The Texas Department of Criminal Justice (TDCJ) contacted U.S. Customs and Border Protection (CBP) and the Drug Enforcement Administration (DEA) after they found 54o bundles of cocaine hidden in a shipment of bananas that had been donated to a prison unit in Brazoria County.
In a tweet on Friday, TDCJ officials wrote, “2 sergeants from the Scott Unit alerted Customs when they found a white powder in a donated box of bananas in Freeport this morning.”
2 sergeants from the Scott Unit alerted Customs when they found a white powder in a donated box of bananas in Freeport this morning.
The substance was tested.

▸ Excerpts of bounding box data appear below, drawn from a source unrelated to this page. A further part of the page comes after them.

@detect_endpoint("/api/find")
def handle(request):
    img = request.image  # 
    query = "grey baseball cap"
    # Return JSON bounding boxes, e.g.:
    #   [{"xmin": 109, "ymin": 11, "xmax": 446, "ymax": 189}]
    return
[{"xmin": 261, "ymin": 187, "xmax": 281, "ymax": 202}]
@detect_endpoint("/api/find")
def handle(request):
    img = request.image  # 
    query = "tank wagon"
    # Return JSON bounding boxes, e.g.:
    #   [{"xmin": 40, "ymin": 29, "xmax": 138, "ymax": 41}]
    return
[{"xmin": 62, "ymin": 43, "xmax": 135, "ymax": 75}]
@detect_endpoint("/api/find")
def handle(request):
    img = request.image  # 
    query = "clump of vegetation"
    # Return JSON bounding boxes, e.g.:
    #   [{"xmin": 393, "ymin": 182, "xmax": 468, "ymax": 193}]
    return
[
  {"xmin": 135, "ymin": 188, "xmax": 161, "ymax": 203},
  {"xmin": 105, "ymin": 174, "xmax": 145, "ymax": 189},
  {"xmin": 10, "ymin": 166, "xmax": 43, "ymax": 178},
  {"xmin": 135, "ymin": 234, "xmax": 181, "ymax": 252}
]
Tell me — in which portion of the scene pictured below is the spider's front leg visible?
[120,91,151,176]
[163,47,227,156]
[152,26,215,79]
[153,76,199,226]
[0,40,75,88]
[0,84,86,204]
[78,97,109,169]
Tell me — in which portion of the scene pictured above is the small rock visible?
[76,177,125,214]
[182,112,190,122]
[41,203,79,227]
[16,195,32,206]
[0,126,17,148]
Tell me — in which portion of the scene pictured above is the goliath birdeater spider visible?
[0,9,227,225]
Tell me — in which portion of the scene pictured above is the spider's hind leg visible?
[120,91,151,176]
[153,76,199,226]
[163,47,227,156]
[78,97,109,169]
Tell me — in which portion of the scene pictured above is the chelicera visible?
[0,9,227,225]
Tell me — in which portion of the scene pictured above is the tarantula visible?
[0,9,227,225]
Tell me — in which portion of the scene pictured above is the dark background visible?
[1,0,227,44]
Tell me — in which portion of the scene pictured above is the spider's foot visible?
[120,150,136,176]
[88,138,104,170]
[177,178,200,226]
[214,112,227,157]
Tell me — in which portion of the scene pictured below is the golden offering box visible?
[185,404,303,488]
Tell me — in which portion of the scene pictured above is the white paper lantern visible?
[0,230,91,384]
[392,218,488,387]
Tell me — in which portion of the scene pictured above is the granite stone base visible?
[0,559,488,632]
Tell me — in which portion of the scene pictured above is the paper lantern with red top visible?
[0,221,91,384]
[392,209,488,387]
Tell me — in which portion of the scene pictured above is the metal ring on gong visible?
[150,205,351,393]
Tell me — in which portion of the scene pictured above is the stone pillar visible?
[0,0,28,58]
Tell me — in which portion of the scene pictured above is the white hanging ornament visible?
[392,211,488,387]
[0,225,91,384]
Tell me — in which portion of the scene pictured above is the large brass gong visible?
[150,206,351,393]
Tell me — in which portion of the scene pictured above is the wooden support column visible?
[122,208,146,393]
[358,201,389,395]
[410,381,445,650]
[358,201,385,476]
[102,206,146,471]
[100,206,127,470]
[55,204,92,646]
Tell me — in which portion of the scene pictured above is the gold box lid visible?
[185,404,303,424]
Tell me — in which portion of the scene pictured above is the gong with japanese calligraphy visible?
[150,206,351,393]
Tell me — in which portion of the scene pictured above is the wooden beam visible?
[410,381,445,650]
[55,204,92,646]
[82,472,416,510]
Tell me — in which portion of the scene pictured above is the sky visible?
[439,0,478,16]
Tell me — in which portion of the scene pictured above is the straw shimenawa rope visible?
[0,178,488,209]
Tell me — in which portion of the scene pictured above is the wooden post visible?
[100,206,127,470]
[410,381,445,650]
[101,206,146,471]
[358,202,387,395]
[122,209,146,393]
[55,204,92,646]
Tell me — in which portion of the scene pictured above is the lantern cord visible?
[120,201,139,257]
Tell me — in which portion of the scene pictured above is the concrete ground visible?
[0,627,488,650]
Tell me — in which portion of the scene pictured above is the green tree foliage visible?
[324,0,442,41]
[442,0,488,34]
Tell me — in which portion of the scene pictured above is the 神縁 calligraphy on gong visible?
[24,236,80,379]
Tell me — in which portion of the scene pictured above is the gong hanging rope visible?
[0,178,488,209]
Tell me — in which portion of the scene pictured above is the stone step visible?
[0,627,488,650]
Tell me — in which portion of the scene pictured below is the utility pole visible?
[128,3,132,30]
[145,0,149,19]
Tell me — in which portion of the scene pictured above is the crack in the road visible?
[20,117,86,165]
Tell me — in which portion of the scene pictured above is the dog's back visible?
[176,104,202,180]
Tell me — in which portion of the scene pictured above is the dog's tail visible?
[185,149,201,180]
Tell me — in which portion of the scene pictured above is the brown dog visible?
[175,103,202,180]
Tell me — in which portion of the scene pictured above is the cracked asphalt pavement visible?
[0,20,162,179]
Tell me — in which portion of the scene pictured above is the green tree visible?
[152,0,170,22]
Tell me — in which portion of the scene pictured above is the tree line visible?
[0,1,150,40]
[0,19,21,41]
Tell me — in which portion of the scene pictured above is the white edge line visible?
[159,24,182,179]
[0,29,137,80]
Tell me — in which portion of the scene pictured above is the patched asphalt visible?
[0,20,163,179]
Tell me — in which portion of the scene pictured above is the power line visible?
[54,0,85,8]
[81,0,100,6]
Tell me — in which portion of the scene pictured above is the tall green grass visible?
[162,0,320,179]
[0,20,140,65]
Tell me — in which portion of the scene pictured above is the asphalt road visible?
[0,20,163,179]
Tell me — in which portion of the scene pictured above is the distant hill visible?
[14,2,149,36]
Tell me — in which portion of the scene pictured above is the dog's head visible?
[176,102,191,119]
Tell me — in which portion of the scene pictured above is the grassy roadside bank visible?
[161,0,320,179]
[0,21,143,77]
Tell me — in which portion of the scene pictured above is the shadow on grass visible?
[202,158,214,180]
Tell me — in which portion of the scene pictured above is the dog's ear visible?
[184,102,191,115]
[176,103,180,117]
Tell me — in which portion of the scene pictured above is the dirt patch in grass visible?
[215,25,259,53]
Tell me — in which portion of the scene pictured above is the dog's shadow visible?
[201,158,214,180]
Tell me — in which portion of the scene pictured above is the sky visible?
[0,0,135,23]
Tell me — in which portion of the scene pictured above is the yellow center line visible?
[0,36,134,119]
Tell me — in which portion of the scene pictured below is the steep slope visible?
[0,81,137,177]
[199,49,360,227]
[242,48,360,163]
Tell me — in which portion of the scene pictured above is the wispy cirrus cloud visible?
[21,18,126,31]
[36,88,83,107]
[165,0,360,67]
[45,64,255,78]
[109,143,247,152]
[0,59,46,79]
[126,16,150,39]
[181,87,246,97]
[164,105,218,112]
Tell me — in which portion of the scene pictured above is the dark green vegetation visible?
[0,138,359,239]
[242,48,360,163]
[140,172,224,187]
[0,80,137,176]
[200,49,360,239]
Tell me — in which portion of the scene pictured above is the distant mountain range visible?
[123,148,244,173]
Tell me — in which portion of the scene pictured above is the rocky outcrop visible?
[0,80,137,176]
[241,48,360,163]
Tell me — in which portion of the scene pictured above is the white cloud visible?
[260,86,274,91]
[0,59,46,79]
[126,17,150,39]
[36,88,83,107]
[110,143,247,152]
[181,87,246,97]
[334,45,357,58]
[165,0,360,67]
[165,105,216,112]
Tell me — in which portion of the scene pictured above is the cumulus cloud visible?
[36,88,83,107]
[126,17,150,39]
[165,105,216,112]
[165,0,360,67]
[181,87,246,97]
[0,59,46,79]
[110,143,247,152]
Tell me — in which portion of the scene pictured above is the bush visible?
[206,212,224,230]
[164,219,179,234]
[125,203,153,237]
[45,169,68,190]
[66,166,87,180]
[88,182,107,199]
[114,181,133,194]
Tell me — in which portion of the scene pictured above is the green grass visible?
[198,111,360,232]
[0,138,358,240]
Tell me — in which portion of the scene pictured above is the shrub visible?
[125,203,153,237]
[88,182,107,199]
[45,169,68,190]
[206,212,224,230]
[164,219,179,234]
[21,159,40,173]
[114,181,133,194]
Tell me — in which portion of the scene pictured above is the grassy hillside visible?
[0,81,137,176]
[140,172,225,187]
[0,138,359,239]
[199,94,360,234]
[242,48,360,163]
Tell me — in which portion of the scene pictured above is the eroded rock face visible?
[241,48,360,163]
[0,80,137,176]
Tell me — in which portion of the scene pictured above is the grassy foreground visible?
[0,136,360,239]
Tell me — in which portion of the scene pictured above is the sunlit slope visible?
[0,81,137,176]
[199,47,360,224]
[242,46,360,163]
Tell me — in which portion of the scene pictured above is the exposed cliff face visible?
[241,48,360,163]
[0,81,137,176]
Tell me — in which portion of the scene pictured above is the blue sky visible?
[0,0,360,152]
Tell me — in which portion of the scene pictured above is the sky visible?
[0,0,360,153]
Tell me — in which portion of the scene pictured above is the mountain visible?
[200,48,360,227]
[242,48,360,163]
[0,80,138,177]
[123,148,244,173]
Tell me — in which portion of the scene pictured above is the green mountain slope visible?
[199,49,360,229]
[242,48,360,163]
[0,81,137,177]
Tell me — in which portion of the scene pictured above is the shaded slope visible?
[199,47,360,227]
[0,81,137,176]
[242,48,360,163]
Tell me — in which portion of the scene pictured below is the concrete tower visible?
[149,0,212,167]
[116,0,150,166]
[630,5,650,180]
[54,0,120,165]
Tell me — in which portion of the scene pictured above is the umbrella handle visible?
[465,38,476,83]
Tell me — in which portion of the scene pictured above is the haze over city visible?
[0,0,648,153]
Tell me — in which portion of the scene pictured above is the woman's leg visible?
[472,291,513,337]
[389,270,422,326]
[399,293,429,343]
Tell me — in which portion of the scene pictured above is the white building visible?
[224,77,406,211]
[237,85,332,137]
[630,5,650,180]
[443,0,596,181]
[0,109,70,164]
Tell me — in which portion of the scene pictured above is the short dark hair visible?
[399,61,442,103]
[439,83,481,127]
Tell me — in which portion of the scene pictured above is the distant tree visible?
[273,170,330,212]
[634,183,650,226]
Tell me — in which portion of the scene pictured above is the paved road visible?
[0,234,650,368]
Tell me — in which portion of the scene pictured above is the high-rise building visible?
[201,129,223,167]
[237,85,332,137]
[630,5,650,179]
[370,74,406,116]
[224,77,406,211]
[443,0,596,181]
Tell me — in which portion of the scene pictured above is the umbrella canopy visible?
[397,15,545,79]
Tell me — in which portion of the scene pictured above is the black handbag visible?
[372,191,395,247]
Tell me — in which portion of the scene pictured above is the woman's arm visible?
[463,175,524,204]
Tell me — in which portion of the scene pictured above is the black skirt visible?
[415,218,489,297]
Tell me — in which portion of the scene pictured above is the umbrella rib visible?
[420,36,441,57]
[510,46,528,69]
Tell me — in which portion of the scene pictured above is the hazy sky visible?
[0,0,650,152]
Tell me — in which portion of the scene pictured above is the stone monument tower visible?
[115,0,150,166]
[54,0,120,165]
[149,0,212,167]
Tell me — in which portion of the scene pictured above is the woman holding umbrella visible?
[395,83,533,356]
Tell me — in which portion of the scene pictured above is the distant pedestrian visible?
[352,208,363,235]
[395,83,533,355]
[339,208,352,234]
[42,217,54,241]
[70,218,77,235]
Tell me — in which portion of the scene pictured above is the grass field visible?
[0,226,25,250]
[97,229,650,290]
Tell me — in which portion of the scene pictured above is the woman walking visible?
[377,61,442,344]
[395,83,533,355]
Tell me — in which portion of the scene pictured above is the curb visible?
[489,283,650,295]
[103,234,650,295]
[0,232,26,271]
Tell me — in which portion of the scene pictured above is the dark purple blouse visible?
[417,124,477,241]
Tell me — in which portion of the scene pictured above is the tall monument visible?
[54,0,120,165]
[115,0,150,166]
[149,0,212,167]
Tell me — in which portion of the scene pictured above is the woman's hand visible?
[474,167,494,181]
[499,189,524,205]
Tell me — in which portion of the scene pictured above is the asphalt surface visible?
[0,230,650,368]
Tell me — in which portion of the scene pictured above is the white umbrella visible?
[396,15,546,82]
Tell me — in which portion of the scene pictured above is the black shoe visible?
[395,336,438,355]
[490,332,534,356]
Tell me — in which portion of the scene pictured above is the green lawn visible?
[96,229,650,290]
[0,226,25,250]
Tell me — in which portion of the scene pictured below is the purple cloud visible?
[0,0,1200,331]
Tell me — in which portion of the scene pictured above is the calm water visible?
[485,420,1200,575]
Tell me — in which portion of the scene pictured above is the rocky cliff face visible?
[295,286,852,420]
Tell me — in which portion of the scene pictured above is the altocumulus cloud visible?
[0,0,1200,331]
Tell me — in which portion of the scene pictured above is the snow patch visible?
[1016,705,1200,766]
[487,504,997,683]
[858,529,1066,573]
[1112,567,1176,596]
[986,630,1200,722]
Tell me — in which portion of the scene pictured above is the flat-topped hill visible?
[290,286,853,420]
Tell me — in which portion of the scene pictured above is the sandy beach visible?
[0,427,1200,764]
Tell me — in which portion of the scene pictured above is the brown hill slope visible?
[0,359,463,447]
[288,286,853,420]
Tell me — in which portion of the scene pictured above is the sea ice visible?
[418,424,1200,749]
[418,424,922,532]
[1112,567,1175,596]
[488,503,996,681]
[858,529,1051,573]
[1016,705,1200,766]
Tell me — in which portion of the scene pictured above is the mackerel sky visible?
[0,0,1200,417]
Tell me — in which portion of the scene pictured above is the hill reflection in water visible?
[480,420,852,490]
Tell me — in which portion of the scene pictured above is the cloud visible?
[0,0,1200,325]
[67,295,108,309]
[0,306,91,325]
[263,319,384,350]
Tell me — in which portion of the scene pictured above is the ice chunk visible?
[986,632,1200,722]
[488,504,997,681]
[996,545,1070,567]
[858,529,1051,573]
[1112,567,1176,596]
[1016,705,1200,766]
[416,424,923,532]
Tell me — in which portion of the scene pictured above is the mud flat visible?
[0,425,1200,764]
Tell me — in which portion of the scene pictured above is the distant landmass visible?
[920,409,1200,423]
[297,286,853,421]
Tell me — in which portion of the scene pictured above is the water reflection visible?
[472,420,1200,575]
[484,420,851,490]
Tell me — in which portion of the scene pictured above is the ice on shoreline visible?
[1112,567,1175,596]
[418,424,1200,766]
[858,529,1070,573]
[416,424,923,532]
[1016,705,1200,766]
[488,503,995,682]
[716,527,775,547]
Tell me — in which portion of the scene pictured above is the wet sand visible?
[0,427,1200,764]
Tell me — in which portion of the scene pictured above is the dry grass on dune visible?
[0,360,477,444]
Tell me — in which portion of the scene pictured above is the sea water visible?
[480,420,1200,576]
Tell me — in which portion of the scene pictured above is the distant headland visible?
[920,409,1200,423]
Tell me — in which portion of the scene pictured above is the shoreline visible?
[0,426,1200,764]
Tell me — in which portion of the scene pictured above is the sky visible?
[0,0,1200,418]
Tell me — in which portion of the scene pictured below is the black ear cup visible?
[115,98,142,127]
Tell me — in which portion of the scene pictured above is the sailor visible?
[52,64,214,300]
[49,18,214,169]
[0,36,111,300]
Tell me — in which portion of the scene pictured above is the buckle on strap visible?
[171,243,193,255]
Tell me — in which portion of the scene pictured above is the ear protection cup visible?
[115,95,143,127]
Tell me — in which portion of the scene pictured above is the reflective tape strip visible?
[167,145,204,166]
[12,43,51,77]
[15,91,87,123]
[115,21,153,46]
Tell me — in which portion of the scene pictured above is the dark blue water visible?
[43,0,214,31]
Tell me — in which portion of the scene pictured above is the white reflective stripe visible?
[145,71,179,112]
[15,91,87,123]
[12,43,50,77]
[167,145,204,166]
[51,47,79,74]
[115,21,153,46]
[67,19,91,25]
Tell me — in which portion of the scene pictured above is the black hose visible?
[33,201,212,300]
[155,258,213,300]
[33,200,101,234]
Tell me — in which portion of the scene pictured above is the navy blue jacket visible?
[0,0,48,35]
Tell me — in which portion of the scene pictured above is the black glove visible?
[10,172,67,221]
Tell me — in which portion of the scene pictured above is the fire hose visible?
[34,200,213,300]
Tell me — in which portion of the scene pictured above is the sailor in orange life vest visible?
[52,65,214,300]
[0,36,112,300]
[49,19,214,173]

Cocaine! 540 bundles, $17,820,000 worth, were on the shipment!
The DEA and Customs are continuing their investigation. pic.twitter.com/O3yRpZBClN
— TDCJ (@TDCJ) September 21, 2018
The discovery of the drugs came when two prison sergeants from the Scott Unit in Angleton, Texas, traveled to the Ports of America in Freeport to pick up a donated shipment of 45 boxes of bananas. One of the sergeants became suspicious when one of the boxed felt different from the others when he was loading them. They opened the box and rummaged through the bananas until they found the first of 540 bundles of white powder, the Houston Chronicle reported. CBP officials arrived on the scene and identified the powder as cocaine.
Officials estimated the value of the 540 cocaine bundles at $17,830,000. The TDCJ did not disclose who “donated” the shipment containing the illicit drugs.
State prison officials seized the shipment and turned the cocaine over to CBP and the DEA for criminal investigation.